Github supports the utilization of repositories as knowledge bases to provide high-level grounding information that is utilized for all interactions with AI.  GitHub will index all Markdown files within the selected repositories to create the high-level knowledge base.  When we look at being efficient, I believe it is critical for organizations to create knowledge bases with development standards, practices, and other elements, as it makes it easy to prompt both at an organization, or repository basis to ground against a set of rules.

In my case, we already had a "development standards" repository, so it was easy to mark that as a Knowledge Base and then add it to our prompt.  If you don't have any of these types of documents, you may want to prioritize getting them written, You might even be able to use Copilot to help you create the initial standards if you desire!

Building our Organization Instructions

With our knowledge base created, at the highest level, I made the following instructions within my organization, which seems to have helped greatly in our overall strategy.

Organization Custom Instructions Example
- Prioritize Internal Development Standards when asking about best practices for ASP.NET MVC UI implementations
- Respond with bullet point details, and succint communications when you respeond.
    

In my case, we have a single knowledge base called "Internal Development Standards," which only has detailed information for ASP.NET MVC, so I provided the context and limited it to the language.  This allows for short but effective communication, with many characters to spare.  

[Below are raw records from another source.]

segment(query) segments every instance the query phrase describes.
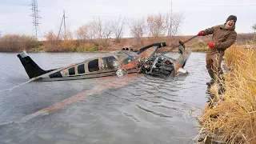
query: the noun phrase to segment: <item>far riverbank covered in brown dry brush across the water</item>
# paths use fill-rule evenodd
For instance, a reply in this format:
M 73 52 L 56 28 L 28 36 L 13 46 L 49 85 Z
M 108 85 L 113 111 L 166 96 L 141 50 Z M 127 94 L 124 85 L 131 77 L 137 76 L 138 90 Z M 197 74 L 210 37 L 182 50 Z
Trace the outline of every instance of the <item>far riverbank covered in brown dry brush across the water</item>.
M 135 38 L 121 38 L 118 42 L 115 38 L 107 38 L 104 41 L 92 41 L 87 40 L 45 40 L 38 41 L 32 36 L 10 34 L 0 38 L 0 52 L 21 52 L 26 50 L 28 52 L 107 52 L 112 50 L 129 49 L 138 51 L 144 46 L 151 45 L 157 42 L 167 42 L 170 46 L 162 49 L 170 50 L 178 46 L 178 42 L 185 42 L 193 36 L 174 36 L 174 37 L 160 37 L 160 38 L 142 38 L 141 42 L 136 42 Z M 236 45 L 252 45 L 252 42 L 248 43 L 248 39 L 254 38 L 254 34 L 238 34 Z M 211 36 L 197 37 L 190 42 L 186 42 L 186 47 L 190 47 L 192 51 L 206 51 L 209 47 L 207 42 L 211 41 Z

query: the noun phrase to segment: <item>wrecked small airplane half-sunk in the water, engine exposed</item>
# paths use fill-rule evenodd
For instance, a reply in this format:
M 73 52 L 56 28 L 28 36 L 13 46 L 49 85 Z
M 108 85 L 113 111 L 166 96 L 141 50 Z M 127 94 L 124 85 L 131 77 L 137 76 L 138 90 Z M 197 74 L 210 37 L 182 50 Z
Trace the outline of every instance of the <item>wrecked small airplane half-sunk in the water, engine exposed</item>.
M 25 51 L 17 56 L 22 62 L 26 74 L 30 77 L 30 81 L 60 81 L 113 75 L 120 77 L 130 73 L 175 76 L 178 70 L 185 66 L 186 60 L 190 56 L 190 49 L 179 46 L 178 56 L 173 58 L 168 55 L 169 53 L 156 54 L 158 49 L 163 46 L 166 46 L 166 42 L 143 47 L 138 53 L 120 50 L 54 70 L 42 70 Z

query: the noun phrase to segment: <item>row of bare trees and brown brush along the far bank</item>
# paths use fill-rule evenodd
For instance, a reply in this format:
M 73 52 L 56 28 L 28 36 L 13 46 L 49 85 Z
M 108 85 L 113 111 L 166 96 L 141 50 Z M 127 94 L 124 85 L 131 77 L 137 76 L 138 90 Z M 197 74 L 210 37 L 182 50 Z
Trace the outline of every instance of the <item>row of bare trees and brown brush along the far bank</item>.
M 77 30 L 66 30 L 64 34 L 50 30 L 44 34 L 44 41 L 26 35 L 7 34 L 0 38 L 0 51 L 40 49 L 44 51 L 94 51 L 111 49 L 111 46 L 139 48 L 165 37 L 169 41 L 178 34 L 183 14 L 150 14 L 137 19 L 122 18 L 106 20 L 94 18 L 79 26 Z M 125 31 L 130 30 L 129 41 L 122 42 Z M 129 43 L 129 44 L 127 44 Z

Repository Specific Configurations

With our organization-specific items created, it is time to shift the focus to our repositories.  This is where we can provide individual context to the specific project, and providing detailed structure information here can really help.  You create these using a custom markdown file at the path '.github/copilot-instructions.md'.  The existing primary documentation on this feature is very limited, but there is another Agent-specific set of recommendations that provides a lot more details.

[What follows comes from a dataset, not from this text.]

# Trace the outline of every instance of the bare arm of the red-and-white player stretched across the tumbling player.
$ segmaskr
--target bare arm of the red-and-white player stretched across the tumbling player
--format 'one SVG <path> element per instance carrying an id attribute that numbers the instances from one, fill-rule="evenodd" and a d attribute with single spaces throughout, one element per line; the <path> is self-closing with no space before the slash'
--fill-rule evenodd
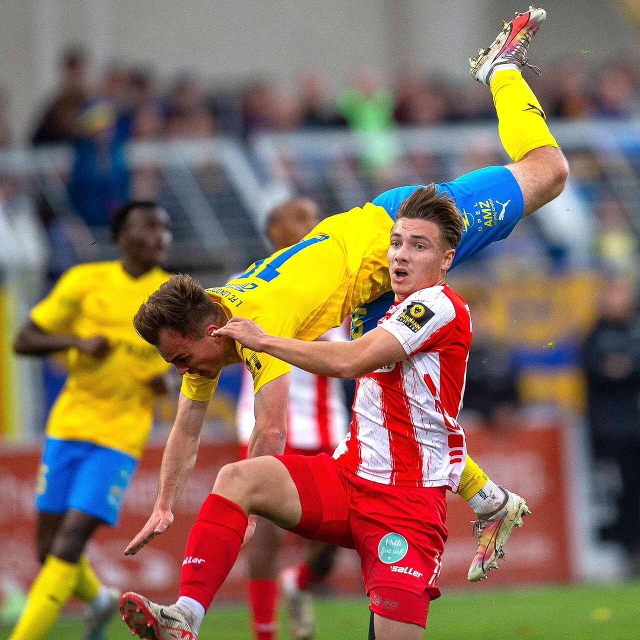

I have found, in my limited, although fairly extensive testing, that it is critical to structure your repository-specific instructions following the format listed for the agent, especially focusing on a few key areas.

  • Required Before Each Commit
    • This was a critical step in my findings. Without setting a standard here, such as running all tests, the AI would blindly make the changes and submit PRs that did not work.  When adding a simple instruction here to tell it to run tests first, it resulted in far better results.
  • Development Flow
    • Tell the AI how you want it to work, be specific, I provided the exact examples of the "dotnet build" and similar commands, which seemed to be great.
  • Repository Structure
    • I found that this was worthwhile to add, as it helped to ensure that the files added were placed in the right location.  It also allowed me to interact better in a more human language by referring to things by their location.
  • Key Guidelines
    • I see this in conjunction with the organization-level items and as something that helps to add a bit of final improvements.

By thinking of these requirements and being specific, thinking of writing this just like how you would tell a new developer to interact, you can get great results with minimal effort!

My Results & Next Steps

This is all VERY early, the public preview of the GitHub Copilot Agents only came out on Monday.  However, my results to date are game-changing and very successful.  I have been able to assign complex tasks to the Agent and get mergeable PR's that meet our development standards with little, if any, edits, clearing a backlog of tasks that already had issues that were waiting for development help.

I encourage you to give it a try, share your findings, and be sure to share your feedback with the team @ GitHub as well.